Aghaboe is a Roman Catholic parish in County Laois. It is one of the parishes of the Roman Catholic Diocese of Ossory.

The parish is named after Aghaboe abbey which was founded in the 6th century by St. Canice and whose ruins are still visible in the hamlet of Aghaboe.

==Extent==

In his 1837 Topographical Dictionary of Ireland, Lewis, when describing the civil parish of Aghaboe, wrote that the Catholic parish of Aghaboe comprised, as well as the civil parish of the same name, the civil parishes of Killermagh (Kylermough) and Bordwell and parts of the civil parishes of Kildellig (Kyledellig) and Coolkerry.

According to Carrigan, in his 1905 history of the Roman Catholic Diocese of Ossory, the Catholic parish comprised 19,610 acres at that time, having been reduced in area in 1855, when that part of the civil parish of Aghaboe which was situated in the Barony of Clandonnagh was removed—it was added to 100 acres of Kyledellig (presumably that part of Kildellig which, according to Lewis, was not part of the Catholic parish in 1837) to form the new Catholic parish of Borris-in-Ossary.
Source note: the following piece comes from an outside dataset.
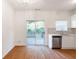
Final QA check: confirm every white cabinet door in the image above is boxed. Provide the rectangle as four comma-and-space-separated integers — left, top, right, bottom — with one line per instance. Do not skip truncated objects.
71, 15, 76, 28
Carrigan also said that the part of the civil parish of Coolkerry which was in the Catholic parish of Aghaboe was the townlands of Middlemount and Coolacurragh.

==Churches==

In his 1837 Topographical Dictionary of Ireland, Lewis said that the Catholic parish of Aghaboe had four chapels, three of which were in the civil parish of Aghaboe, at Knockrea, Ballincolla, and Burros-in-Ossory.

In 2012, there are two Catholic churches in the parish:
- Immaculate Conception, in Ballacolla
- St Canice, in Clough

==Sports clubs==

Clough/Ballacolla GAA is one of the sports clubs based in the parish.